AU NOM DU PEUPLE FRANCAIS

COUR D’APPEL DE PARIS

Pôle 5 – Chambre 6

ARRET DU 08 JUIN 2022

(n° , 6 pages)

Numéro d’inscription au répertoire général : N° RG 20/04252 – N° Portalis 35L7-V-B7E-CBSPW

Décision déférée à la Cour : Jugement du 07 Janvier 2020 -Tribunal de Commerce d’EVRY RG n° 2019F00494

APPELANTE

Madame [D] [H] épouse [Y]

née le 12 Décembre 1972 à SALIES DE BEARN

11 rue des Petites Roches

85600 MONTAIGU

Représentée par Me Jeanne BAECHLIN de la SCP SCP Jeanne BAECHLIN, avocat au barreau de PARIS, toque : L0034

INTIMEES

SA MOULINS SOUFFLET

agissant poursuites et diligences de son Directeur Général y domicilié en cette qualité

7, Quai de l’Apport Paris

91100 CORBEIL ESSONNNES

N° SIRET : B 5 43. 780 .449

Représentée par Me Vincent RIBAUT de la SCP GRV ASSOCIES, avocat au barreau de PARIS, toque : L0010 avocat postulant ayant pour avocat plaidant Me Laurent POUGET

SARL [Y] HOLDING

prise en la personne de son gérant domicilié en cette qualité audit siège

2 place Camille Bouvet

40100 DAX

N° SIRET : 751 .92 4.5 23

DÉFAILLANTE ( signification de la déclaration d’appel en date du 28 Août 2020 converti en procès- verbal de recherches conformément à l’article 659 du Code de Procédure Civile)

COMPOSITION DE LA COUR :

L’affaire a été débattue le 11 Avril 2022, en audience publique, devant la Cour composée de :

M. Marc BAILLY, Président de chambre

Madame Pascale SAPPEY-GUESDON, Conseillère

Mme Florence BUTIN,Conseillère

qui en ont délibéré,

un rapport a été présenté à l’audience par Madame Florence BUTIN, Conseillère dans les conditions prévues par l’article 804 du code de procédure civile.
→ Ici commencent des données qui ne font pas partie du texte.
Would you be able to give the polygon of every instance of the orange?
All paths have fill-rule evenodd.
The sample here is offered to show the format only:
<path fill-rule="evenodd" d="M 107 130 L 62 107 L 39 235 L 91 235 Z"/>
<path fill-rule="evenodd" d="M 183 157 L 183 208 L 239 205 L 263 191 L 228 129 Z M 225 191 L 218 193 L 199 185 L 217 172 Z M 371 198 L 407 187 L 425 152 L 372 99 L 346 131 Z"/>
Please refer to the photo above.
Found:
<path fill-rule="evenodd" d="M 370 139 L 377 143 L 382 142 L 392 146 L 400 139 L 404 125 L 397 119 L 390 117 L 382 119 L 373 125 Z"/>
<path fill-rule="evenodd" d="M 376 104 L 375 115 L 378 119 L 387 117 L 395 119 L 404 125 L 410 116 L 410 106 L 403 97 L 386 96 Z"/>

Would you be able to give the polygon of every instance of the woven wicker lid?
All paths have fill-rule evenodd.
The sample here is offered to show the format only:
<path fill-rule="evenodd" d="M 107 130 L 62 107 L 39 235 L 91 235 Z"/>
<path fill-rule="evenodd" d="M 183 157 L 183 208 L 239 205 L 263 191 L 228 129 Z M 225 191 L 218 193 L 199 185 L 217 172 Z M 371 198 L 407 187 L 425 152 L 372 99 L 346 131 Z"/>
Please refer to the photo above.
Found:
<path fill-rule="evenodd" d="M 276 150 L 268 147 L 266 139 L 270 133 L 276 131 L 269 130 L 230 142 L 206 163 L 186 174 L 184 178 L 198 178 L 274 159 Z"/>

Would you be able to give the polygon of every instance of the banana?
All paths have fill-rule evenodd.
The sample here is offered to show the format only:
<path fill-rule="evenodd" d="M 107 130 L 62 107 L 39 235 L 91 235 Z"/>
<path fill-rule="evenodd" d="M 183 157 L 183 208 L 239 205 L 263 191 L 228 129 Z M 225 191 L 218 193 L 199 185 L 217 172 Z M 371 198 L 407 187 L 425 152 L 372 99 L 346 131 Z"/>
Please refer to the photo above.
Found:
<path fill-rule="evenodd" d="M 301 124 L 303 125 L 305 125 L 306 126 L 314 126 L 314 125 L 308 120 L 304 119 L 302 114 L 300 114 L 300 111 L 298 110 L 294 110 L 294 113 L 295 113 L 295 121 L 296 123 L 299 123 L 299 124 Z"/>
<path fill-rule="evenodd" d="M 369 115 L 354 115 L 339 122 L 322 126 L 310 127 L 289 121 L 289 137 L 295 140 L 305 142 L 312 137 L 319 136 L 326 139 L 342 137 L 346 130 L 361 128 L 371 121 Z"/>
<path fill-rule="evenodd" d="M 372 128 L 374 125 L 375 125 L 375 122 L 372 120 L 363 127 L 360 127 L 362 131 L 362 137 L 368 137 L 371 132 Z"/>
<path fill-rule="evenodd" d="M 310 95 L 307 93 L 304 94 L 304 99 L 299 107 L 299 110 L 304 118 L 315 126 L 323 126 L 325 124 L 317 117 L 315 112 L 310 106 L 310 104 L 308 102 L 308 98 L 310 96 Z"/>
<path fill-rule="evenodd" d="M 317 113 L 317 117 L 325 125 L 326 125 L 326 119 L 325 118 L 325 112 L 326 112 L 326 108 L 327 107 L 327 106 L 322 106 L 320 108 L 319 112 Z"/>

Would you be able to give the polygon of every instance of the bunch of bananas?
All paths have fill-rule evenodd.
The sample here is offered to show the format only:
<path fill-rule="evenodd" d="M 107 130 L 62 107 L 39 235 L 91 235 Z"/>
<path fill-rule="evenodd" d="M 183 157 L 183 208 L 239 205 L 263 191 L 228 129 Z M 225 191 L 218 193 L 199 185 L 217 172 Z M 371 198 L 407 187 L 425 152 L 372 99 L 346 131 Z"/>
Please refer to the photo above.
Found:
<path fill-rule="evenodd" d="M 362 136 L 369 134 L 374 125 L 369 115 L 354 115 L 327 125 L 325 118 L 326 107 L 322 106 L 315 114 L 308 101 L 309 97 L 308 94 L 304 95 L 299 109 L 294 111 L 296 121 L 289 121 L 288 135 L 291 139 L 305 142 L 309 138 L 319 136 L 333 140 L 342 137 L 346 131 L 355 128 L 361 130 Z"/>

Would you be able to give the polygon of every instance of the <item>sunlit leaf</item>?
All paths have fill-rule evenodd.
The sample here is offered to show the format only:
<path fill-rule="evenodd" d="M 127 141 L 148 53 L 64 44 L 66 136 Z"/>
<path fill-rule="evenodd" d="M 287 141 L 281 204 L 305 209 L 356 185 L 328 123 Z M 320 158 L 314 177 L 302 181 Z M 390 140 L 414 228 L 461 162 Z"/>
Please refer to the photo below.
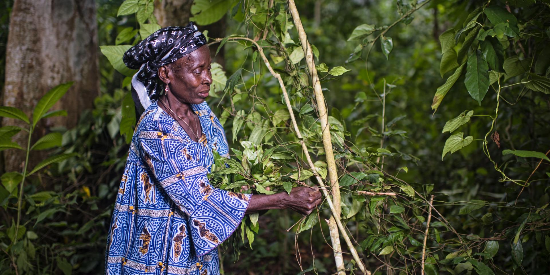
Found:
<path fill-rule="evenodd" d="M 393 39 L 389 36 L 382 36 L 380 42 L 382 44 L 382 52 L 386 56 L 386 59 L 389 58 L 389 53 L 393 50 Z"/>
<path fill-rule="evenodd" d="M 471 212 L 477 210 L 485 206 L 487 202 L 485 201 L 482 201 L 481 200 L 472 200 L 470 201 L 470 203 L 463 206 L 460 208 L 460 210 L 459 211 L 458 215 L 465 215 L 469 214 Z"/>
<path fill-rule="evenodd" d="M 52 147 L 61 146 L 62 139 L 63 136 L 61 133 L 50 133 L 36 141 L 36 142 L 31 147 L 31 150 L 43 150 Z"/>
<path fill-rule="evenodd" d="M 0 117 L 20 119 L 29 123 L 29 118 L 25 113 L 14 107 L 0 106 Z"/>
<path fill-rule="evenodd" d="M 31 170 L 30 172 L 27 174 L 27 177 L 30 176 L 32 174 L 34 174 L 35 173 L 40 170 L 41 169 L 52 163 L 54 163 L 56 162 L 58 162 L 61 161 L 64 161 L 70 157 L 76 156 L 76 155 L 77 155 L 76 153 L 70 153 L 59 155 L 57 156 L 53 156 L 52 157 L 50 157 L 48 158 L 46 158 L 46 160 L 44 160 L 43 161 L 40 162 L 40 163 L 39 163 L 38 164 L 36 164 L 36 166 L 35 166 L 35 167 L 32 168 L 32 170 Z"/>
<path fill-rule="evenodd" d="M 494 25 L 499 23 L 508 23 L 508 26 L 512 30 L 519 34 L 519 29 L 518 28 L 518 19 L 508 10 L 496 5 L 492 5 L 487 7 L 484 12 L 487 15 L 487 18 Z"/>
<path fill-rule="evenodd" d="M 481 101 L 489 90 L 489 67 L 480 51 L 468 58 L 464 84 L 468 93 L 481 106 Z"/>
<path fill-rule="evenodd" d="M 328 72 L 329 74 L 337 76 L 338 75 L 342 75 L 345 73 L 349 72 L 351 70 L 348 70 L 342 66 L 338 66 L 331 69 L 331 70 Z"/>
<path fill-rule="evenodd" d="M 118 8 L 117 16 L 127 15 L 135 13 L 139 9 L 139 6 L 138 5 L 138 2 L 139 2 L 139 0 L 126 0 L 122 2 L 120 7 Z"/>
<path fill-rule="evenodd" d="M 441 133 L 447 131 L 453 133 L 453 131 L 458 129 L 459 127 L 470 121 L 470 118 L 472 117 L 472 114 L 474 114 L 474 111 L 468 111 L 466 110 L 463 112 L 458 117 L 447 122 Z"/>
<path fill-rule="evenodd" d="M 454 73 L 449 76 L 445 83 L 437 88 L 436 95 L 433 96 L 433 102 L 432 102 L 432 109 L 434 110 L 434 113 L 437 111 L 437 108 L 441 104 L 441 101 L 443 98 L 449 92 L 449 90 L 453 87 L 458 78 L 462 74 L 462 71 L 466 67 L 466 63 L 463 64 L 455 70 Z"/>
<path fill-rule="evenodd" d="M 374 25 L 362 24 L 354 29 L 353 31 L 351 32 L 351 35 L 349 36 L 348 41 L 363 39 L 373 32 L 376 26 Z"/>
<path fill-rule="evenodd" d="M 138 70 L 130 69 L 122 61 L 122 56 L 131 46 L 132 45 L 101 46 L 100 49 L 101 53 L 107 57 L 115 70 L 127 76 L 131 77 Z"/>
<path fill-rule="evenodd" d="M 450 153 L 453 153 L 468 146 L 474 140 L 474 137 L 472 136 L 466 136 L 465 139 L 463 138 L 464 134 L 464 133 L 459 133 L 447 139 L 447 141 L 445 141 L 445 146 L 443 147 L 443 152 L 441 154 L 442 161 L 443 160 L 443 157 L 447 153 L 450 152 Z"/>
<path fill-rule="evenodd" d="M 524 151 L 524 150 L 505 150 L 502 151 L 502 155 L 505 156 L 508 154 L 512 154 L 522 157 L 536 157 L 537 158 L 542 158 L 550 161 L 550 159 L 544 155 L 544 153 L 536 152 L 535 151 Z"/>

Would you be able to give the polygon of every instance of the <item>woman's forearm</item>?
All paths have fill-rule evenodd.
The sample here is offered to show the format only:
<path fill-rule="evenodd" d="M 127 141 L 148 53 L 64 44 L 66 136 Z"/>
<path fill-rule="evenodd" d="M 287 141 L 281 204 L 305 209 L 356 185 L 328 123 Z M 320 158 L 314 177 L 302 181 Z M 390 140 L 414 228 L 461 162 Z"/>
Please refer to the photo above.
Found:
<path fill-rule="evenodd" d="M 287 208 L 285 201 L 288 194 L 284 192 L 273 195 L 252 195 L 246 208 L 247 214 L 261 210 L 270 209 L 284 209 Z"/>

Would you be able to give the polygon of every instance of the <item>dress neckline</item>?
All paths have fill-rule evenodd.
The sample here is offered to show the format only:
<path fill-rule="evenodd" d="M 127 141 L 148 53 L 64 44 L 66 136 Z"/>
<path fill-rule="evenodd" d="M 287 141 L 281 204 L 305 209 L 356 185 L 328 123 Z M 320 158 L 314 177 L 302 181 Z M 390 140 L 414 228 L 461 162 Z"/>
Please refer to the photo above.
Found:
<path fill-rule="evenodd" d="M 191 105 L 191 108 L 193 110 L 193 112 L 194 112 L 196 114 L 197 117 L 199 118 L 199 124 L 201 125 L 201 133 L 202 133 L 202 135 L 201 135 L 201 136 L 200 136 L 199 138 L 199 140 L 197 140 L 196 141 L 195 141 L 193 140 L 193 139 L 191 138 L 191 136 L 190 136 L 189 134 L 187 133 L 187 131 L 185 131 L 185 129 L 183 129 L 183 127 L 182 127 L 182 125 L 180 125 L 179 123 L 178 122 L 178 120 L 176 120 L 175 118 L 173 118 L 172 117 L 172 116 L 170 116 L 170 114 L 168 114 L 168 112 L 167 112 L 164 109 L 163 109 L 160 106 L 159 106 L 159 105 L 158 105 L 158 101 L 155 101 L 155 102 L 153 103 L 153 104 L 156 105 L 157 106 L 157 108 L 158 108 L 160 110 L 161 110 L 161 111 L 162 112 L 162 114 L 163 116 L 166 116 L 168 117 L 168 118 L 169 118 L 170 119 L 173 120 L 173 122 L 175 122 L 175 124 L 178 125 L 178 127 L 179 127 L 179 129 L 180 130 L 181 130 L 181 131 L 182 132 L 183 132 L 183 133 L 184 133 L 185 134 L 185 135 L 189 139 L 189 140 L 191 141 L 191 142 L 193 142 L 194 144 L 197 144 L 197 145 L 202 144 L 202 142 L 201 142 L 200 141 L 200 140 L 202 138 L 203 136 L 206 136 L 206 134 L 205 133 L 205 131 L 204 131 L 204 129 L 205 128 L 205 125 L 204 125 L 204 122 L 202 121 L 202 119 L 201 119 L 201 116 L 200 116 L 200 114 L 199 114 L 198 113 L 197 113 L 197 111 L 200 109 L 197 107 L 197 105 L 195 105 L 195 104 L 190 104 L 190 105 Z"/>

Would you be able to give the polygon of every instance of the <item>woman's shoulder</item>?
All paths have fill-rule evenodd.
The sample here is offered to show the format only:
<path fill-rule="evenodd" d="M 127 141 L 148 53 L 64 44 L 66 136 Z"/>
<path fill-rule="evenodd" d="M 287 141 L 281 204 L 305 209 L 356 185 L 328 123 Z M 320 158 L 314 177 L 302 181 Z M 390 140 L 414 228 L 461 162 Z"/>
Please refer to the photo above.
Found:
<path fill-rule="evenodd" d="M 172 131 L 173 119 L 164 116 L 164 111 L 156 102 L 149 106 L 141 114 L 136 125 L 136 132 L 156 131 Z"/>

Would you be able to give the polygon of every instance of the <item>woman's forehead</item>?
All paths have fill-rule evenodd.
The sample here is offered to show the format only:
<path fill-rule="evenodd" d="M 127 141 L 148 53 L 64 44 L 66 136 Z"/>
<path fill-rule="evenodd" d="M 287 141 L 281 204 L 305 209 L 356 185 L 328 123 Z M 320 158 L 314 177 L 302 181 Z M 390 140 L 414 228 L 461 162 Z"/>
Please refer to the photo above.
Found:
<path fill-rule="evenodd" d="M 175 62 L 188 65 L 196 65 L 199 63 L 210 64 L 211 61 L 210 50 L 207 45 L 204 45 L 178 59 Z"/>

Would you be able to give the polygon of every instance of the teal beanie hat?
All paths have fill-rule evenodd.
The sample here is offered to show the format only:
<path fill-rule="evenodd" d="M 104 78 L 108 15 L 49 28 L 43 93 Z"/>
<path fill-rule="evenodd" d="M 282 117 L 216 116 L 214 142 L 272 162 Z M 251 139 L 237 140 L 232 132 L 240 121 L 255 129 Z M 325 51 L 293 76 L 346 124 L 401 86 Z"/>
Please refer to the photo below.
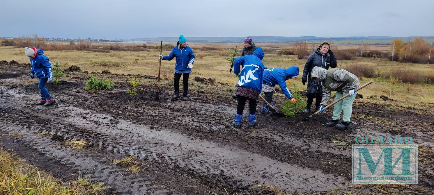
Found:
<path fill-rule="evenodd" d="M 179 43 L 183 43 L 184 42 L 187 42 L 187 39 L 185 39 L 185 37 L 184 37 L 184 35 L 181 35 L 179 36 Z"/>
Greffier, lors des débats : Madame Anaïs DECEBAL

ARRET :

– Défaut

– par mise à disposition de l’arrêt au greffe de la Cour, les parties en ayant été préalablement avisées dans les conditions prévues au deuxième alinéa de l’article 450 du code de procédure civile.

– signé par Marc BAILLY, Conseiller et par Anaïs DECEBAL, Greffière, présente lors de la mise à disposition.

*

* *

La société MOULINS SOUFFLET SA, exerçant une activité de meunerie et de fourniture de farine, avait notamment pour client [S] [Y] qui exploitait un fonds de commerce de boulangerie au 2 place Camille Bouvet à DAX (40100) et était co-gérant avec son épouse [D] [H] de la SARL [Y] HOLDING, immatriculée en 2012 et établie à la même adresse.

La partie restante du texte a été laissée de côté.